La justice allemande a annoncé, lundi 7 novembre, l'ouverture d'une enquête visant le patron de Facebook après le dépôt d'une plainte pour "incitation à la haine", alors que le réseau social est régulièrement accusé en Allemagne d'être trop tolérant vis-à-vis des contenus racistes.
Si selon le parquet de Munich, l'enquête en est à un stade préliminaire, visant à établir "si un agissement pénalement répréhensible peut être identifié" et si "le droit allemand peut s'appliquer", c'est la première fois que la justice allemande accepte d'examiner une telle plainte.
Il s'agit pour le procureur d'examiner le bien-fondé d'une éventuelle poursuite pour "incitation à la haine" visant le patron de Facebook Mark Zuckerberg et neuf autres responsables du géant d'Internet – le droit allemand ne prévoyant pas la poursuite de personnes morales, mais seulement de leurs dirigeants.
C'est un avocat allemand, basé en Bavière, Chan-jo Jun, qui s'est spécialisé dans ce type d'affaires, qui est à l'origine de la plainte.

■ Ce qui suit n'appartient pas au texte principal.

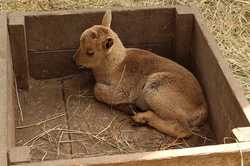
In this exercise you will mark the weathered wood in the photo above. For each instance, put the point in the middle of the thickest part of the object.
(19, 154)
(4, 90)
(51, 48)
(19, 50)
(218, 155)
(225, 98)
(242, 134)
(11, 94)
(183, 36)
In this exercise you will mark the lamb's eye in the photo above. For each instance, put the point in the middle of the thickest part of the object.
(90, 52)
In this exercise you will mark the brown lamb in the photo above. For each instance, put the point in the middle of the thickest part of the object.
(169, 95)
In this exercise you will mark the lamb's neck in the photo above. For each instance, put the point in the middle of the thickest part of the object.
(104, 71)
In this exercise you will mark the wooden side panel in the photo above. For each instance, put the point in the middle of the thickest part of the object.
(183, 36)
(7, 122)
(224, 96)
(218, 155)
(53, 38)
(19, 50)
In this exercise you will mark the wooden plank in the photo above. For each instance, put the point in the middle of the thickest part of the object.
(19, 50)
(19, 154)
(242, 134)
(11, 101)
(225, 98)
(4, 52)
(183, 36)
(218, 155)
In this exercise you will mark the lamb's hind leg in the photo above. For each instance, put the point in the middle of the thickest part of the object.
(164, 103)
(169, 127)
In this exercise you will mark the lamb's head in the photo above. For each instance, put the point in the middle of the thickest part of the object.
(96, 43)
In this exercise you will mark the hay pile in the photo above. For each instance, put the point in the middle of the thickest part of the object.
(228, 20)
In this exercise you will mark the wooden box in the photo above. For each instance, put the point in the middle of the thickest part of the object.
(40, 46)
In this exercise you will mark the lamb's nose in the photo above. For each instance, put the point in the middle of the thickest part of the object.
(90, 52)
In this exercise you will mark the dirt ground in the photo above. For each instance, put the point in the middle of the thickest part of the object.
(62, 119)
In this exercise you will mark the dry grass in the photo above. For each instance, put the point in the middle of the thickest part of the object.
(228, 20)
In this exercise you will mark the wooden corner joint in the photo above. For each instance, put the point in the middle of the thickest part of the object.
(242, 134)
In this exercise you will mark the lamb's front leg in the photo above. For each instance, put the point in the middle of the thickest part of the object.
(111, 94)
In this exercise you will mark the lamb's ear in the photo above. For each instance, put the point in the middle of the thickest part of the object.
(107, 18)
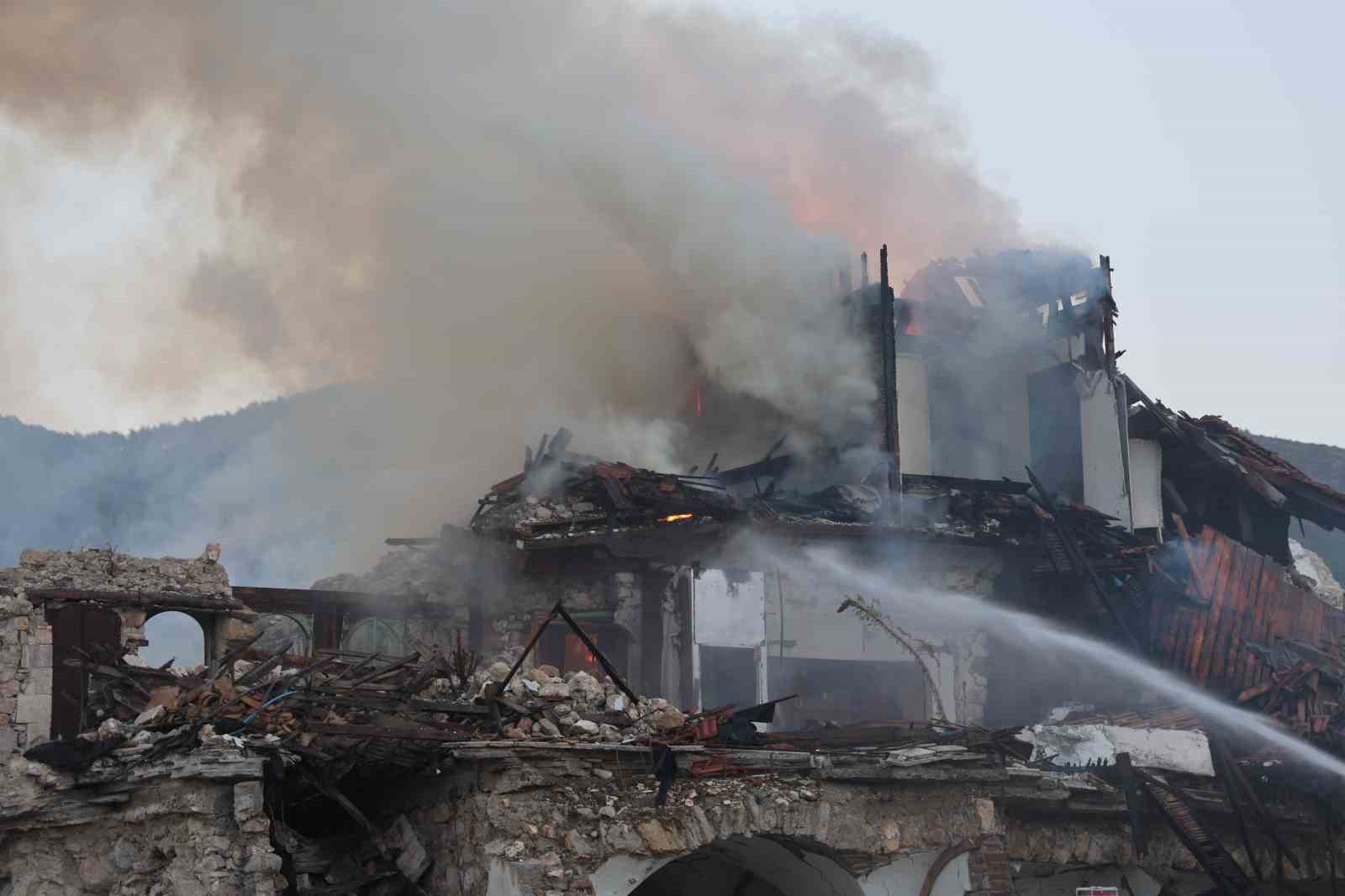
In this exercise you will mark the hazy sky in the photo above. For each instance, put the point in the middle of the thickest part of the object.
(1199, 145)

"L'ouverture de l'enquête est une importante victoire d'étape, car la dernière procédure engagée avait échoué à cette étape", a commenté Me Jun, qui avait annoncé vendredi 4 novembre la décision à venir du parquet de lancer une enquête.
En mars dernier, le parquet de Hambourg avait rejeté une plainte similaire du même avocat, estimant que les dirigeants de Facebook ne tombaient pas sous le coup de la législation allemande.
Facebook, contacté par l'AFP dès vendredi, n'a pas souhaité commenter la nouvelle procédure judiciaire et souligné que des plaintes de Me Jun ont été "rejetées de manière répétée par la passé".
Ses accusations "n'ont pas de fondement et il n'y a eu aucune violation de la législation allemande. Il n'y a pas de place pour la haine sur Facebook", a indiqué le réseau social.
Depuis des mois, les critiques contre Facebook ont gagné en vigueur en Allemagne. Le gouvernement a déjà à plusieurs reprises mis en garde l'entreprise de Mark Zuckerberg et d'autres réseaux sociaux en leur reprochant de se montrer trop tolérants vis-à-vis des utilisateurs exprimant de positions racistes, antisémites et des appels au meurtre.
Ce type de publications a explosé avec la crise migratoire de 2015, qui a vu arriver quelque 900.000 demandeurs d'asile dans le pays. Or l'Allemagne se veut particulièrement ferme sur les contenus racistes, notamment du fait de son passé nazi.